ASUSの人気2-in-1ポータブルゲーミングPC「ROG Flow Z13」の新モデルに搭載されていたAMDの次世代APU「Ryzen AI MAX+ 395」(開発コードネーム:Strix Halo)のベンチマーク結果が公開され、CPUとGPUの両面で大幅な性能向上が確認されました。特に統合GPUの性能は、従来のAPUの常識を覆すほどの革新的な進化を遂げています。
CPU性能:Zen 5アーキテクチャがもたらす高性能化
Geekbench 6.3での測定では、シングルコアスコア2,894点、マルチコアスコア20,708点を記録。現行のフラッグシップモデルRyzen 9 7945HXと比較して、マルチコア性能で25-30%の大幅な向上を達成しています。
16コア32スレッド構成を採用し、ベースクロック3.0GHz、ブーストクロック約4.0GHzで動作。各CCDに32MBのL3キャッシュを搭載することで、高度な演算処理にも対応します。
統合GPU性能の革新的な進化
最も注目すべきは、Radeon 8060S統合GPUの性能です。40基のコンピュートユニットを搭載し、OpenCLベンチマークで76,961点を記録。これは独立GPU「Radeon RX 7700S(32CU)」の72,941点を上回る驚異的な性能です。
従来のAPUでは考えられなかったこの性能は、モバイルコンピューティングの新時代を予感させるものです。特に、省電力性と高性能を両立させた点は、技術的な breakthrough(画期的な進歩)と言えるでしょう。
ベンチマーク詳細分析
Geekbench 6.3のCPUテスト
- シングルコア性能:2,894点 (Ryzen 9 7900Xの2,926点に迫る性能)
- マルチコア性能:20,708点 (従来のモバイルCPUを大きく上回る)
GPUベンチマーク
- OpenCLスコア:76,961点 (NVIDIA RTX 2070と同程度の性能)
- 40CUという大規模な統合GPU構成
- RDNA 3アーキテクチャの採用
次世代APUが示す可能性
この新型APUは、従来の「CPUとGPUは別々に」という常識を覆す可能性を秘めています。特にモバイル環境において、独立GPUなしでも高度なグラフィックス処理が可能となることで、デバイスの小型化や省電力化が進むことが期待されます。
また、AI処理ユニットの搭載により、機械学習やAI処理の高速化も実現。次世代のコンピューティングに必要な要素を1チップに統合している点も注目です。
まとめ
AMD Ryzen AI MAX+ 395は、APUの新たな可能性を示す革新的な製品と言えます。特に統合GPUの性能向上は、モバイルコンピューティングの未来を大きく変える可能性を秘めています。

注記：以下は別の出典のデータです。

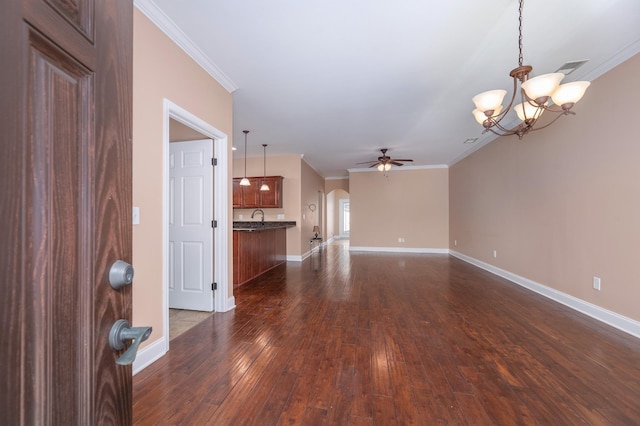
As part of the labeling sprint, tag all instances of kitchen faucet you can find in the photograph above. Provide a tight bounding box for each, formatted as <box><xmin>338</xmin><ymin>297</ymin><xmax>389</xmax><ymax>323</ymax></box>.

2025年初頭の製品化に向けて、さらなる性能改善や最適化が進められると予想されます。統合GPUがdGPUに匹敵する性能を持つ時代の幕開けとなるか、今後の展開が非常に注目されます。
APUの進化は、ポータブルゲーミングPCやノートPCの設計にも大きな影響を与えることが予想され、コンピューティング市場全体にパラダイムシフトをもたらす可能性を秘めています。